Primary Purposes of Small Groups
To justify the hard work that is required to establish and to maintain small groups, and to trust their inevitable impact on the congregation, it is important to understand the purposes that small groups serve.
Face-to-face interaction
For Jesus, the principle governing all relationships was love. That love was personal -- person forgiving person, enemies reconciling, neighbors providing succor, parents and children finding oneness. Out of that love, people served and sacrificed.
In our relatively anonymous society, with "virtual relationships" often substituting for personal interaction, the Christian small group serves a vital purpose that is somewhat new to religious life, namerly, enabling people to have non-competitive and value-centered face-to-face interaction.
Locus of belonging within larger body
Jesus didn't live to see the day of a large fellowship. Other than two mass feedings, his time was spent with a small entourage (12 named male disciples, several named female disciples, and several dozen others) who traveled about with him and occasionally went out to serve.
Their lives together appear to have been informal and not governed by any agenda or timetable. Jesus went where he went, and they went with him.
The Twelve had a special relationship with each other, as did other men and women following Jesus. They were a model, or paradigm, of what Jesus envisioned for all of his followers. The point wasn't their unique or elite status, but what they gave up in order to follow Jesus, namely, careers, families, homes, wealth and safety.
In the days after Pentecost, the apostles tried to maintain this way of being: meeting in homes, sharing property, with a focus on being together and worshiping God.

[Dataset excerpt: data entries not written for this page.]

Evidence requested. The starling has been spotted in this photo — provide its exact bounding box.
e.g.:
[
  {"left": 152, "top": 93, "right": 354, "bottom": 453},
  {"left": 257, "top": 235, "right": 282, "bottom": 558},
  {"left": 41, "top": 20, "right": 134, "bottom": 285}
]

Help members learn to live in community
To speak in generalizations -- to which there are always exceptions -- modern American adults have little community in their lives. Other than workgroups -- a shifting population, often competitive -- and nuclear family, they rarely spend significant time with other people.
Their relationships tend to be functional, not personal; episodic, not continuous; and to have self-defined and largely self-serving purposes.
Christian community offers a potent answer to this lack of community. But it will need to be learned, almost from scratch. Small groups are the setting where people will learn basic lessons, such as:
- how to interact frequently and continuously with people other than family;
- how to adapt to group norms and purposes without sacrificing personal integrity;
- how to listen to other people and to share oneself;
- how to compromise, to resolve conflict, to reach consensus;
- how to value being, as well as doing; and self-sacrificial love, as well as role-defined function.
Give and receive care
As stoic as we are about getting along alone, we ache for the care that can only be given by another person. Our marriages and partnerships cannot bear the full burden of providing such care. We wear each other out.
In a Christian small group, participants can tell their stories, share their aspirations and fears, seek specific help in crises, and relax into the unqualified love of people who are just glad to see them.
Even more than receiving such care is the joy of giving it. Dying to self truly is our pathway to life.
See God at work
It is one thing to confess Jesus as Lord and to accept his statement that "God is love." It is quite another to see that Lordship and love actually happening in one's presence. It's the foundational principle of an incarnational faith. God is a being who can be seen and known, perhaps imperfectly and yet sufficiently to warrant devotion.
A small Christian group is a place where one take the risk of living as Jesus wanted us to live and, in the process, see the one whom Jesus called "Father."
Dare transformation of life
Jesus said that God was "making all things new." Eventually, that becomes personal: one's own life being transformed.
Our resistance to such transformation is substantial:
- Fear of losing face or being judged wrong
- Loss of status, privilege
- Loss of certainties that have led one to feel safe
- Needing to examine one's life and to accept responsibility for expressions of will
- Needing to accept one's flaws, limitations and failures
In most settings of our lives, the cost of transformation is too high. Small groups provide a safe, accepting, non-judgmental and intimate place where the risks can be undertaken.